7. The process as claimed in claim 5 or 6 wherein said second level deuterium oxide enriched water recovered in step (d) is further enriched to a third level of enrichment by vacuum distillation.
8. A process as claimed in claim 4 wherein:
(i) step (f) comprises:
dividing said gasifier hot gases into a first and second stream of gasifier hot gases;
utilizing the first stream of said gasifier hot gases in step (a);
utilizing the heat of the second stream of said gasifier hot gases to produce steam in boilers and recovering lower temperature hot gases from said boilers;
utilizing the steam produced in said boilers in steps (c) and (e), to produce electric power for use in step (d) and to heat water for use in step (a); and
(ii) said process comprising the further step (g) of
purifying the lower temperature hot gases to remove impurities including sulphur and carbon, and recovering elemental sulphur;
utilizing the purified hot gas in step (a) for ignition for fire-flooding and to produce electric power in gas turbines, and recovering residual hot gas from said gas turbines;
utilizing the residual hot gas recovered from the gas turbines to produce steam in boilers; and
utilizing the steam in step (a).
9. A process as claimed in claim 8 wherein the steam produced by boilers in step (f) is utilized in steps (c) and (e) and to produce electric power for use in step (d), and wherein the steam produced by boilers in step (g) is utilized to heat water for use in step (a).

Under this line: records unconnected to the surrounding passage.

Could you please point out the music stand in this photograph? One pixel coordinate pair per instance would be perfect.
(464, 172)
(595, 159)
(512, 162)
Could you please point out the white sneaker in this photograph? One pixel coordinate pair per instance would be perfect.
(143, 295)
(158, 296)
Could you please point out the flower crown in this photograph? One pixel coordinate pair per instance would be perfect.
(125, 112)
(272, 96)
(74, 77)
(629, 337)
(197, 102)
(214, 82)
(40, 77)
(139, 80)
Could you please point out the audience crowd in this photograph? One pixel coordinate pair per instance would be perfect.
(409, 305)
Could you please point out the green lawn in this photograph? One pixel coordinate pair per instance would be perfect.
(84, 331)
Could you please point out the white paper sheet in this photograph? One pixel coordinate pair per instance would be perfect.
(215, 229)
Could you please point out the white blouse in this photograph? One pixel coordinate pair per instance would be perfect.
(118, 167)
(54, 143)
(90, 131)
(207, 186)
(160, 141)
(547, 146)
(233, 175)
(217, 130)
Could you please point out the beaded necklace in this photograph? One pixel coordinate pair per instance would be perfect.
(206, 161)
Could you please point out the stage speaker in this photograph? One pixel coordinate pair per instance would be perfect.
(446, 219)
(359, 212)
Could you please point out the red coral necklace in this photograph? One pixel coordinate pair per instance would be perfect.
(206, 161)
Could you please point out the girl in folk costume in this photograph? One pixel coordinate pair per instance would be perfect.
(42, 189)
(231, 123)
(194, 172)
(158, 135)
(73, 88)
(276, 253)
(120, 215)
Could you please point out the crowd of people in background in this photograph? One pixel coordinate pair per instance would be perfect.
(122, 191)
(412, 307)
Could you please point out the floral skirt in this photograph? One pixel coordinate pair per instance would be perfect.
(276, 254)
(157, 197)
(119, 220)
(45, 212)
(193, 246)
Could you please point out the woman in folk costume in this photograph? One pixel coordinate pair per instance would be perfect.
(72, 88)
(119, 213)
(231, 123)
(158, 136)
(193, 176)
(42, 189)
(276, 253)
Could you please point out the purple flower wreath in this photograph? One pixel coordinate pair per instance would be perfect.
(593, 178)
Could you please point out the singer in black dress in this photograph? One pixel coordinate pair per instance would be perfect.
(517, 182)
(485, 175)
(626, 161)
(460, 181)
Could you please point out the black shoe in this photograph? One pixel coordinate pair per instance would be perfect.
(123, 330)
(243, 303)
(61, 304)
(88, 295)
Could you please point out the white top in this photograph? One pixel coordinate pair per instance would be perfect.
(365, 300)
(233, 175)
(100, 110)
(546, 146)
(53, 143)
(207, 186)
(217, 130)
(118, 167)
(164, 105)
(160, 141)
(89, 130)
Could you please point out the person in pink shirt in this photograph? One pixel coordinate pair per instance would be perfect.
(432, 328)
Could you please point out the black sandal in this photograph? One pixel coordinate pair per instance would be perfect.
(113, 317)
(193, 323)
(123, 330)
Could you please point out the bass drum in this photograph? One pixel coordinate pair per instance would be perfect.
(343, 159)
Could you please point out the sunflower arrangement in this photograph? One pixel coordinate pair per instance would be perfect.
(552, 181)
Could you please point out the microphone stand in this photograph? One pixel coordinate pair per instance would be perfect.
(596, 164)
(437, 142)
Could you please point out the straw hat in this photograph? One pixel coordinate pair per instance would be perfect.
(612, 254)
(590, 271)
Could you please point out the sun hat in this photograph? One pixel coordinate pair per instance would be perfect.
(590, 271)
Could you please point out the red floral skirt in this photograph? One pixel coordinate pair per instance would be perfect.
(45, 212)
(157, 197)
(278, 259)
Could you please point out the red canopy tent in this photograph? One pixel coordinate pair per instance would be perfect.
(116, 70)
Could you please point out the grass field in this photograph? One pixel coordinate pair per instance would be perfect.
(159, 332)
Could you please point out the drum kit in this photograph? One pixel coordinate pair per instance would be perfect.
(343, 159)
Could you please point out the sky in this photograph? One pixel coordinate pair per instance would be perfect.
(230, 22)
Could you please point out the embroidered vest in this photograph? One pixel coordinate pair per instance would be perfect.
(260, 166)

10. The process of claims 8 or 6 wherein step (c) comprises:
distilling said feedstock by distillation to produce a light oil fraction and a heavy residual oil;
hydrotreating said light oil fraction with hydrogen produced by step (d) to remove substantially all of the sulphur content of said light oil fraction and recovering a low sulphur light oil and elemental sulphur.
11. The process of claim 8 or 6 wherein:
(i) step (c) comprises:
distilling said feedstock by distillation to produce a light oil fraction and a heavy residual oil:
hydrotreating said light oil fraction with hydrogen produced by step (d) to remove substantially all of the sulphur content of said light oil fraction and recovering a low sulphur light oil and elemental sulphur; and
dividing the heavy residual oil produced by said distillation into two parts;
hydrocracking a first part of said heavy residual oil with hydrogen produced by step (d) and recovering second quantities of light oil fractions and heavy residual oil;
hydrotreating said second quantity of light oil with hydrogen produced by step (d) and recovering second quantities of low sulphur light oil and elemental sulphur; and
(ii) step (f) comprises:
gasifying a second part of said heavy residual oil and said second quantity of heavy residual oil in a series of gasifiers using air-oxygen mixtures to produce hot gases, wherein the concentration of air and oxygen may vary from gasifier to gasifier, the oxygen being supplied from step (d).
12. The process of claim 8 or 6 wherein in step (a) a first part of said first stream of gasifier hot gases is injected directly into said heavy oil deposits and a second part of said first stream of gasifier hot gases is injected into said heavy oil deposits together with the steam utilized in step (a).
13. The process of claim 8 or 6 wherein the residual hot gas from said gas turbines in step (g) is recycled to step (f) as feed to said boilers.
14. The process of claim 8 or 6 wherein the residual hot gas from said gas turbines in step (g) is utilized in step (a) for ignition for fire flooding.
15. The process of claim 8 or 6 wherein a portion of the steam produced in the boilers in step (g) is recycled to step (f) for the production of electric power.
16. The process of claim 8 or 6 wherein said gasifier hot gases are divided into a third stream of gasifier hot gases and said process comprises the further step (h) of:
passing said third stream of gasifier hot gases through a water-gas shift reactor to produce a stream of hydrogen gas for use in said step (c).
17. The process of claim 4 or 5 wherein the heavy residual oil recovered in step (c) and to be gasified in step (e) is supplemented by a portion of the heavy oil feedstock.
18. The process of claim 4 or 5 wherein the heavy residual oil recovered in step (c) and to be gasified in step (e) is supplemented by one of coal and coke.